Probably the most significant of the essays is the one entitled “Shadows”. It opens with a statement from Joanna Russ, which appears to be its purpose, an experiment in what science fiction criticism would look like. Russ argues that in order to produce science fiction criticism, the critic would have to engage a radically different set of tools in its production. This set of tools would emphasize the unusual and would bring in a whole set of interests traditionally read as extra-literary into the process. She states this in these provocative terms. “For example, allusions to the death of God will be trivial jokes, while metaphors involving the differences between telephone switchboards and radio stations will be poignantly tragic. Stories ostensibly about persons will really be about topology.” (Delany 38) Russ is, of course, referencing the modes of estrangement that operate in science fiction. She puts this estrangement in terms that would have be extremely familiar to the formalists that initially produced the concept of estrangement, which is in a manifesto form that takes on the forms of extremity and grotesqueness found in futurism.
Let’s return to Delany. He takes up these provocations and runs with them. Along with a discussion of science fiction, he introduces long conversations about structuralism and its relationship to literary criticism and anthropology, formal logic, and a series of anecdotes about Delany’s everyday life and his literary production. There are moments that it is difficult to grasp why these various fragments are put together, especially the moments of formal logic, but there seem to be a couple projects that can be drawn from the work. The first concerns the role of criticism. Delany argues against the structuralist imagination that posits their work reveals some sort of essential skeleton from the literary work.

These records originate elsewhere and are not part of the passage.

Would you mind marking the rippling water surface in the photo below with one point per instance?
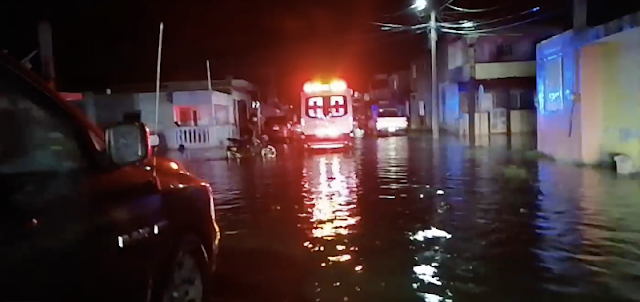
(407, 219)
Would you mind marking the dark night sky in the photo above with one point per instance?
(102, 43)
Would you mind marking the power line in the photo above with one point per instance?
(471, 10)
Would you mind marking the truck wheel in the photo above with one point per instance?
(188, 276)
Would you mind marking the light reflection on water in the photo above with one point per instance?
(371, 226)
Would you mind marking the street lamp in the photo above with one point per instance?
(420, 6)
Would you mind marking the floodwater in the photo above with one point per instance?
(409, 219)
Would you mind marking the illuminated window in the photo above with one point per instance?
(553, 98)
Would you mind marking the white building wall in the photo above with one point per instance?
(146, 103)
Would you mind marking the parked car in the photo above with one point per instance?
(89, 215)
(278, 129)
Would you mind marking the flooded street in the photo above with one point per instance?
(407, 219)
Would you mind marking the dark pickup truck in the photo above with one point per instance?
(90, 215)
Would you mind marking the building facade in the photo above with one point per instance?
(588, 93)
(497, 73)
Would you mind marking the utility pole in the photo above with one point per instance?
(435, 112)
(473, 90)
(420, 6)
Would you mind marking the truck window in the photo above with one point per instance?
(34, 138)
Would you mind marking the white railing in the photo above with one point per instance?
(198, 137)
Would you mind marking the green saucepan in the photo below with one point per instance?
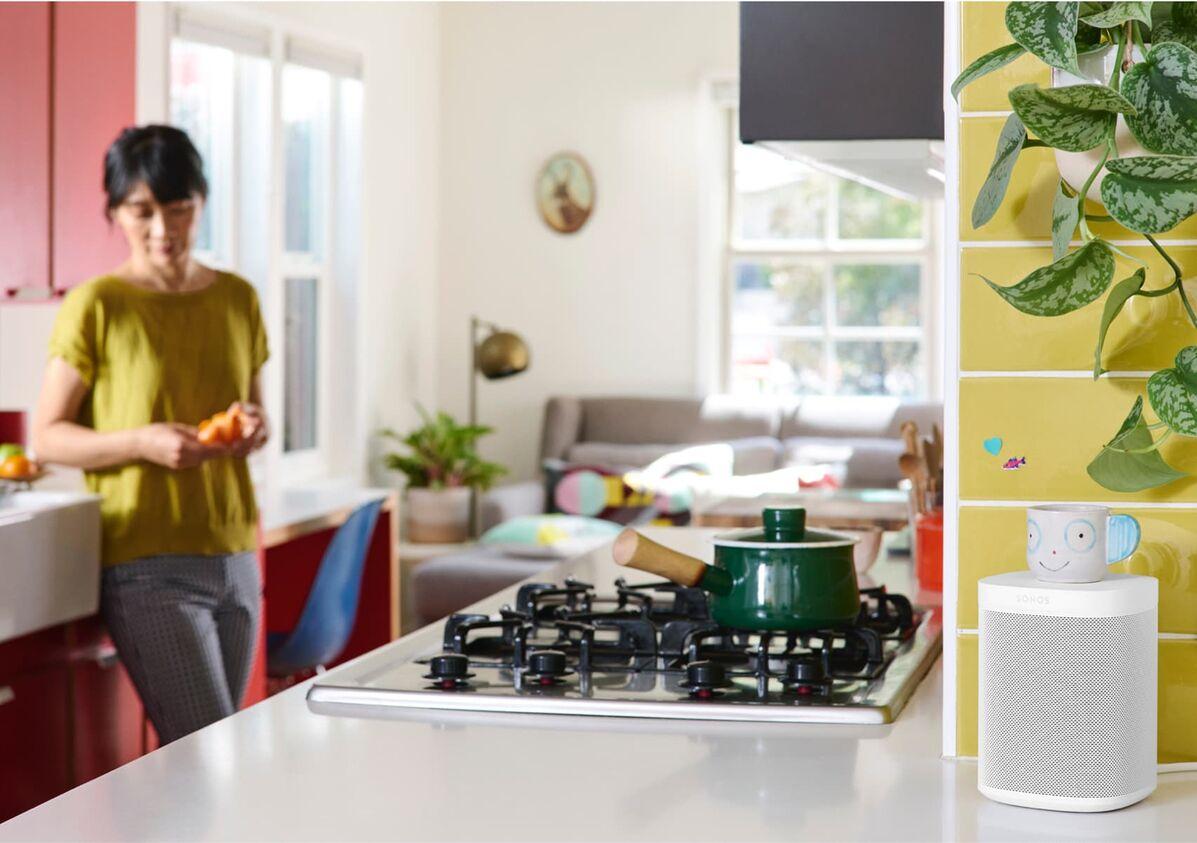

He instead argues that critical work can only allow for a partial, distanced look at the work. This response is always personal, although the best work will be methodologically rigorous. This isn’t a dismissal of criticism, and Delany makes the point of recognizing that criticism can allow for a more productive reading of the text, but it is an attack on the notion of the discipline as an objective science.[1] A second point swirls around issues of political domination. He argues that domination operates within a form of unconscious, rather than as conscious decision. He marks this in the remarks of a SF author, structuralist criticism, and later on in Ursula Leguin’s novel, The Dispossessed. The implicit argument seems to be that we can only begin to recognize these unconscious structures because the modes of resistance have put them into crisis. This has been because of the conscious decisions to reject those modes by the NSM’s. The final point might be that science fiction operates in a manner analogous to the future, by “casting a shadow over coherent areas of imaginative space that would otherwise be largely inaccessible.” (Delany 117-118)
What is to be made of this? The common point that might be drawn from these goals is that approaches to producing knowledge must remain contingent, multiple, and open to recognizing their own partiality and incompleteness. The brief even tossed of reference to the various new social movements might be an important clue to this in that they have challenged forms of knowledge production, even in older counter-systemic movements. Delany attempts to not only prove this, but perform it in his work. This leads to the modes of reflexivity that appear throughout the book as well as the various references to the tidbits of his personal life. To a certain extent, one could read Delany as a mediator between the late work of Michel Foucault and the various social movements that he is trying to understand.[2] The science fiction he examines is both a marker of these times and something that critically engages in these times.
[1] While I agree with Delany that criticism is always partial, subjective, etc, I think its important to remember that genre still acts as a disciplining an normalizing structure on what is recognized as literature (and criticism). A critic might be able to point to those forces within the work of art, which are not a ‘skeleton’ so to speak, but do mark its structural conjuncture.
[2] Foucault is, of course, not attempting to produce a history of these movements. Instead, they act as studies of the conditions that brought rise to these movements.